Marmaray Boğaz altından geçiyor ve Kazlıçeşme’yi Ayrılıkçeşmesi’ne
bağlıyor. . Sözleşme bedeli 860 milyon Dolar, gerçekleşme bedeli 1
milyar 750 milyon Dolar. Planladıklarının iki katına mal etmişler
tüneli. Üstelik iki ucunu bir araya getirememişler. İki uç arasında
sapma olduğu ortaya çıkınca birinin altına beton enjekte edip
düzeltmişler. Ne kadar sağlıklı bilinmiyor.

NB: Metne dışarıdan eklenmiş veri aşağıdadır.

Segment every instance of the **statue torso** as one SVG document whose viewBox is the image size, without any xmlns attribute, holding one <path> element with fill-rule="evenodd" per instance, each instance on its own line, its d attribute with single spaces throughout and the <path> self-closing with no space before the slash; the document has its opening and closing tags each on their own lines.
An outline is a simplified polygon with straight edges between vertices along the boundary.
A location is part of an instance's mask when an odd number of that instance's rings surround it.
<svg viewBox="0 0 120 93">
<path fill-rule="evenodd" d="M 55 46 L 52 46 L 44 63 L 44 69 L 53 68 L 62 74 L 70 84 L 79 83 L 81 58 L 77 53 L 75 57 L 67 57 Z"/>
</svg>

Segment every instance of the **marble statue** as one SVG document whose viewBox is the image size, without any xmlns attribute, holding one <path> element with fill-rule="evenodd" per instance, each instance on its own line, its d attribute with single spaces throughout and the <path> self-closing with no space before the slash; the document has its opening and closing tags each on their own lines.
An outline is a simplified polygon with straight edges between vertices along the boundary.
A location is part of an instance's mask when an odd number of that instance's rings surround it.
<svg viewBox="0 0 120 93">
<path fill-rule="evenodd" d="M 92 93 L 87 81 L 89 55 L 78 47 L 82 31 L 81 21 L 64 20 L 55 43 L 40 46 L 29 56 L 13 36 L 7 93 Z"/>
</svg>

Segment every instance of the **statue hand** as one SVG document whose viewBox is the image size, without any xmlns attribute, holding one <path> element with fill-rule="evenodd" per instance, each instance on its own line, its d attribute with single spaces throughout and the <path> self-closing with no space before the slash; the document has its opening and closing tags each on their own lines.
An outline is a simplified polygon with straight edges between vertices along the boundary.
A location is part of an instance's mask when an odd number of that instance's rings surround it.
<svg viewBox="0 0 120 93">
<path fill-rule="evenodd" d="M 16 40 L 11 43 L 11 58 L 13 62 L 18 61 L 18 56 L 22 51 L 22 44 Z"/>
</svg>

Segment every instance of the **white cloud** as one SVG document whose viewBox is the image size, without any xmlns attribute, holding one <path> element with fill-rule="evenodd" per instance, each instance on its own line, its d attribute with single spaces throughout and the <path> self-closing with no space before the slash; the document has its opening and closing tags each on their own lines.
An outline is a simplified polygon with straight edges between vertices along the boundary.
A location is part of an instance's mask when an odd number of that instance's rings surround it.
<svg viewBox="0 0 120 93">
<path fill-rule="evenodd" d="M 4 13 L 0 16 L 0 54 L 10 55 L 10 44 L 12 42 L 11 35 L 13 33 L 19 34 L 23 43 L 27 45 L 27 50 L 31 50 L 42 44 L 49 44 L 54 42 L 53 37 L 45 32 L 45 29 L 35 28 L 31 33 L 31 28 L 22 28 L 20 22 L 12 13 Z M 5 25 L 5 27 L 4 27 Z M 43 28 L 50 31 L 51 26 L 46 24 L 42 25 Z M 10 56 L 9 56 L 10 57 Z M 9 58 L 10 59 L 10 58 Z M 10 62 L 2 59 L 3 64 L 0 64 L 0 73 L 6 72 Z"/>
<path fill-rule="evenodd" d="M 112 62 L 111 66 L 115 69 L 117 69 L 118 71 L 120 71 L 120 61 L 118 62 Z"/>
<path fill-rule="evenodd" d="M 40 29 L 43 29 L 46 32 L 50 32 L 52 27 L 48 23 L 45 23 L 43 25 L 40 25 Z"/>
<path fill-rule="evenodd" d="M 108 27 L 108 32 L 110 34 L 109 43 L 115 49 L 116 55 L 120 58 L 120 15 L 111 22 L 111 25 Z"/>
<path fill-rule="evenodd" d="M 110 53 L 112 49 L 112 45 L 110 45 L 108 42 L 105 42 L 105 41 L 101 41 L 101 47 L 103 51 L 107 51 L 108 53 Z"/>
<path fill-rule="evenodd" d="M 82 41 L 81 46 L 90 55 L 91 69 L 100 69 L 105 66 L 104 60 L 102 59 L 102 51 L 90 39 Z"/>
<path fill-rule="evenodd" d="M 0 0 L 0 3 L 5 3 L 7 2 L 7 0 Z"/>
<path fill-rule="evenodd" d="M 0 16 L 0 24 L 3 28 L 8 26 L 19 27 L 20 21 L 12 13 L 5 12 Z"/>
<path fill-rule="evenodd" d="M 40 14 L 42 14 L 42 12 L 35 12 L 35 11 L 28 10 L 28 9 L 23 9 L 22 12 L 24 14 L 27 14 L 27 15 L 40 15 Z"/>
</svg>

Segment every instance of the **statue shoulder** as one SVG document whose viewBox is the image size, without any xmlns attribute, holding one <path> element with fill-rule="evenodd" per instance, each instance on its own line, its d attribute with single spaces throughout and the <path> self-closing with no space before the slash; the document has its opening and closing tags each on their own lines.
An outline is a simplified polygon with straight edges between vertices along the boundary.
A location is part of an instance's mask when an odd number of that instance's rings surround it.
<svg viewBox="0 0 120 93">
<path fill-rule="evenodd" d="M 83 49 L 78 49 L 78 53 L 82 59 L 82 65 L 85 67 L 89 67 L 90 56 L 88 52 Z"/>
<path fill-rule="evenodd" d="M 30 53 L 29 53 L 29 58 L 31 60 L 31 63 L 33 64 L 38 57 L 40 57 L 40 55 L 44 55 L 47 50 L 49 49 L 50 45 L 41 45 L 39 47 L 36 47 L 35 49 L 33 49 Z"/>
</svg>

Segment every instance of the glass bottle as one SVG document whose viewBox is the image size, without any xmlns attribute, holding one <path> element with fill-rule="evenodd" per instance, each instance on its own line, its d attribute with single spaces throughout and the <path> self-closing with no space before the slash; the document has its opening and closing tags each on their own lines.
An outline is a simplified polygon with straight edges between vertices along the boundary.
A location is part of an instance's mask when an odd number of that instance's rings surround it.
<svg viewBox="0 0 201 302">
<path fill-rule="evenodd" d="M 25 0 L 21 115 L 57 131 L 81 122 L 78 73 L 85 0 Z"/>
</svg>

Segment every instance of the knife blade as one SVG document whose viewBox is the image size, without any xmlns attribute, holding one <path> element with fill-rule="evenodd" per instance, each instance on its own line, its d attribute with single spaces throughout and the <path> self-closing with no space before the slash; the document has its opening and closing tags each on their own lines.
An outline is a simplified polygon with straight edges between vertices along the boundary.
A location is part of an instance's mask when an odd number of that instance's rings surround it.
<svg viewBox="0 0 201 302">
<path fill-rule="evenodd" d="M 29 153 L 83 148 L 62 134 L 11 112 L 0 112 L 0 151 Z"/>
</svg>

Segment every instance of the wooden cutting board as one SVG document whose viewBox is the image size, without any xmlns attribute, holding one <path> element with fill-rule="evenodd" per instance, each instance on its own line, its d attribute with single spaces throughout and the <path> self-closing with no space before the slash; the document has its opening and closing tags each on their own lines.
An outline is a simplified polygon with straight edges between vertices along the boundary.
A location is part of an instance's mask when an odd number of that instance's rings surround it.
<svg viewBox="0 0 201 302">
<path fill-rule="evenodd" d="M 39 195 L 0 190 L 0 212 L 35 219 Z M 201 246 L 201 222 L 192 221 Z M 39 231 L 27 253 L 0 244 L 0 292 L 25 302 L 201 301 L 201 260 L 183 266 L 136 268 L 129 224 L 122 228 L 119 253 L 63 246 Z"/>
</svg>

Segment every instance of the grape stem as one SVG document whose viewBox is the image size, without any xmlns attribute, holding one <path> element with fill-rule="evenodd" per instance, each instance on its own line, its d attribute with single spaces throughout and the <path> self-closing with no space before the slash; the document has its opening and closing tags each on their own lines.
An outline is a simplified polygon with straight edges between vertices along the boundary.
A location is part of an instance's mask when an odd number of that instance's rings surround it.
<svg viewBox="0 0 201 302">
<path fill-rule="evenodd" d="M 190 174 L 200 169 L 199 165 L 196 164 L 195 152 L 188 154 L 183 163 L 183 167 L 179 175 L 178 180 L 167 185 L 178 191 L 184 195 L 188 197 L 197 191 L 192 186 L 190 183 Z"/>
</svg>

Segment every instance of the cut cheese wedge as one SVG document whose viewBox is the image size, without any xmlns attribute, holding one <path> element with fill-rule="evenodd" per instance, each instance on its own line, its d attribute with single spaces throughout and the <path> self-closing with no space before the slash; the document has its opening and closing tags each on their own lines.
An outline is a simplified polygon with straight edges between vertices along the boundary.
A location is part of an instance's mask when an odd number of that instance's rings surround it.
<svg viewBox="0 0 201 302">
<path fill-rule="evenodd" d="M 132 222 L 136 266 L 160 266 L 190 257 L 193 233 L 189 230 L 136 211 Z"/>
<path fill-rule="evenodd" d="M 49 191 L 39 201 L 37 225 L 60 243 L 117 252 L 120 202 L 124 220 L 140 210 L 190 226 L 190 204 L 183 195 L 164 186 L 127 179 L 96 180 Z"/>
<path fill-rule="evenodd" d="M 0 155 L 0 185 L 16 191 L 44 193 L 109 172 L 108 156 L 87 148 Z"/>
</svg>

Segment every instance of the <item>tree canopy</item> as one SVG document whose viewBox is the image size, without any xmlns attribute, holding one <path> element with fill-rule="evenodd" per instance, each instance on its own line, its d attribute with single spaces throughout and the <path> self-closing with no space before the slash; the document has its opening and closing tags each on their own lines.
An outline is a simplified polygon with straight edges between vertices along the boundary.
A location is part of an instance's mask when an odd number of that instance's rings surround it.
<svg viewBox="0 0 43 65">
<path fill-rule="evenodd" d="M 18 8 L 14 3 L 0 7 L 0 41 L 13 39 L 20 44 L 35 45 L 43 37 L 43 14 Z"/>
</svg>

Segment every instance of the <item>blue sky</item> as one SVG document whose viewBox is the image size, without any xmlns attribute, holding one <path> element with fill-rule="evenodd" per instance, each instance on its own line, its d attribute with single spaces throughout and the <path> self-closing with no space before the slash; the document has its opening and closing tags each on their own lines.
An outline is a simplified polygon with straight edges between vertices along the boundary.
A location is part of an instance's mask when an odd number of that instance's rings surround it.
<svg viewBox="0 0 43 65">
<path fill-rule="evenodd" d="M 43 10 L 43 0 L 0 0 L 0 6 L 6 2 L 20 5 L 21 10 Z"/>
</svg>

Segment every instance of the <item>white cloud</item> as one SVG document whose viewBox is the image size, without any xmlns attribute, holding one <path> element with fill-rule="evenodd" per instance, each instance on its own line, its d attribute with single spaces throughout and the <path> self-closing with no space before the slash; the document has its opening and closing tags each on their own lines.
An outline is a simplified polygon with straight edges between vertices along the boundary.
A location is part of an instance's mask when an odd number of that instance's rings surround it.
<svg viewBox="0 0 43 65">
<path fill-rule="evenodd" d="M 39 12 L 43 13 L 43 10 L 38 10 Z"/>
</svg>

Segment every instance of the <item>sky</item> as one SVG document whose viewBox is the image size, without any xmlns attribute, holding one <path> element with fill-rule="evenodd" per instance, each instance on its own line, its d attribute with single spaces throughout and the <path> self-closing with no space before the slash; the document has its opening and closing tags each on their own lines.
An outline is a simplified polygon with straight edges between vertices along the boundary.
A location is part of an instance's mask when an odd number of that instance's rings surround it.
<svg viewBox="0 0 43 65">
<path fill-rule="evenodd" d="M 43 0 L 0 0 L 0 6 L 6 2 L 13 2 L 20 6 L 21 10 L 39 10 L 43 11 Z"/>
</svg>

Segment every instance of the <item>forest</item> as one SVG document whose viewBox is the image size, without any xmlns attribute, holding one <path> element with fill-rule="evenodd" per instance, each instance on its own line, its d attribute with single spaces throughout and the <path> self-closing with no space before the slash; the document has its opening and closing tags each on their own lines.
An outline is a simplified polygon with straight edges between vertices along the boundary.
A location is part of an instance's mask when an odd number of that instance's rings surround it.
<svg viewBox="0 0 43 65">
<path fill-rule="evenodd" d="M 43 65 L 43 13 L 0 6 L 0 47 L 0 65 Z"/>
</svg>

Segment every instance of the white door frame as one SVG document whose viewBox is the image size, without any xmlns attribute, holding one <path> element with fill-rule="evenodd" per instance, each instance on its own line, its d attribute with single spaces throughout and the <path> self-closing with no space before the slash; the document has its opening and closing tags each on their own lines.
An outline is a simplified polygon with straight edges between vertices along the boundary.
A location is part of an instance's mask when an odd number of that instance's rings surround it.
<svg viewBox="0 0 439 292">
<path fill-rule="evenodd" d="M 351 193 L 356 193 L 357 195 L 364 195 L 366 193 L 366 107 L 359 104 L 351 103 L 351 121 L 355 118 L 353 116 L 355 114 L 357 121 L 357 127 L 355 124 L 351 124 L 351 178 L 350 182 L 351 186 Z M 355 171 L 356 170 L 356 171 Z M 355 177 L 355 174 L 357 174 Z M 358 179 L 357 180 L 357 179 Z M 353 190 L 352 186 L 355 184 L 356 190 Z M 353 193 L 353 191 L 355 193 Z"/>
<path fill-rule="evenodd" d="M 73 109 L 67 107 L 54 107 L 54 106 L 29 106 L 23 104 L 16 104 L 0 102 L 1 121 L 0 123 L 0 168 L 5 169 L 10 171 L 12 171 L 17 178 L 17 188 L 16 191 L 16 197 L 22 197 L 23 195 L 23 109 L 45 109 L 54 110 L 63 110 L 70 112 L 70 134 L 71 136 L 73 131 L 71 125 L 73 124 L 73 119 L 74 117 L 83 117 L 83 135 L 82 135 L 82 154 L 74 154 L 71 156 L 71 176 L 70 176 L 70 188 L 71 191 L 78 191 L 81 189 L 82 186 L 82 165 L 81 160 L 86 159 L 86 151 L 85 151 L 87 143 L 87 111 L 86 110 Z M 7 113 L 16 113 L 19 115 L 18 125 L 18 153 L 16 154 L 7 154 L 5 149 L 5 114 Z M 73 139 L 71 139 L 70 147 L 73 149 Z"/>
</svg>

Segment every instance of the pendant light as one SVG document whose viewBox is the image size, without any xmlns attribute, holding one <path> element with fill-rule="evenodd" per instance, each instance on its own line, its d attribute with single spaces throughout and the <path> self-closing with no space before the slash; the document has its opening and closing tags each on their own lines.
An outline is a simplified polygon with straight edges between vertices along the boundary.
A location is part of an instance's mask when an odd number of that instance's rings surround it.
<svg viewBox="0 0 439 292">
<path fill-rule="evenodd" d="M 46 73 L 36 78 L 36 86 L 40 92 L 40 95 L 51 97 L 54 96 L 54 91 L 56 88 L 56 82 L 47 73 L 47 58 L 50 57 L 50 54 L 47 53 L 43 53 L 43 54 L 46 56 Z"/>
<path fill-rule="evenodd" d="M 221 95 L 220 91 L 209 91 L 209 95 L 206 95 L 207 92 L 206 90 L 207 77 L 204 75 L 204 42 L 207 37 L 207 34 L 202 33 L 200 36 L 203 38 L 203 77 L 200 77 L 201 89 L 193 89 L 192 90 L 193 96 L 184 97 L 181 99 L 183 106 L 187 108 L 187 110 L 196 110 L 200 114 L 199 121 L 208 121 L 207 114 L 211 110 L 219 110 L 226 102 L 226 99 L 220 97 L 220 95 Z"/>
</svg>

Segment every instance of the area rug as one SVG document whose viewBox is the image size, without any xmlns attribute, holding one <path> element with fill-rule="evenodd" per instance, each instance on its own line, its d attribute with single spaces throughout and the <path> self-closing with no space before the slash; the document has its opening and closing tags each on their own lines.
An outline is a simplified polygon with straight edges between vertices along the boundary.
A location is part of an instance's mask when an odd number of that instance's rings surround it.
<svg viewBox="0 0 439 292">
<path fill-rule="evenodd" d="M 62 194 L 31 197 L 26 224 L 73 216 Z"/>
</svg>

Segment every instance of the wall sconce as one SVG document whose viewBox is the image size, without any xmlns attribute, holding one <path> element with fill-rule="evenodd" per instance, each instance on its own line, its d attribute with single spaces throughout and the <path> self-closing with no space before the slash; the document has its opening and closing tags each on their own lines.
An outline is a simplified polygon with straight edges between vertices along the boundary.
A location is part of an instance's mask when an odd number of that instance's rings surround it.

Marmaray tüp tünel projesinin toplam maliyeti 5,5 milyar dolar. Denizaltı uzunluğu 1,4 km olan bu proje için Japan Uluslararası İşbirliği Bankası, Avrupa Konseyi Kalkınma Bankası ve Avrupa Yatırım Bankası'na 40 yıl vade ile borçlanıldı. Yani hep birlikte 40 yıl boyunca o borcu ödeyeceğiz,
Peki, ucuz mu pahalı mı? Elimizde iki örnek var:
Japonya Seikan Tüneli: Toplam uzunluğu 53.85 km olan tünelin denizaltından geçen kısmı 23,3 kilometre. Maliyeti 3,6 milyar dolar.
İngiltere- Fransa arası Manş Tüneli: Toplam uzunluğu 50.45 km olan tünelin denizaltından geçen kısmı 37,9 kilometre. Maliyeti 10 milyar dolar. Denizaltı kısmı Marmaray'ın denizaltı kısmının yaklaşık 24 katı.
xxx
Yavuz Selim Köprüsü’nün toplam maliyeti 8,5 milyar Dolar. Yalnızca köprünün maliyeti 3 milyar Dolar. Köprü için işletmeci firmaya günlük 135 bin otomobil geçişi için Hazine garantisi verildi. Büyük bölümü ormanlık alanda inşa edildi, alanda geri dönüşü olmayan tahribatlar yapıldı. Kuzey Ormanları artık sizlere ömür. İstanbul’un son ormanları ve su kaynakları bu projeyle yok edildi.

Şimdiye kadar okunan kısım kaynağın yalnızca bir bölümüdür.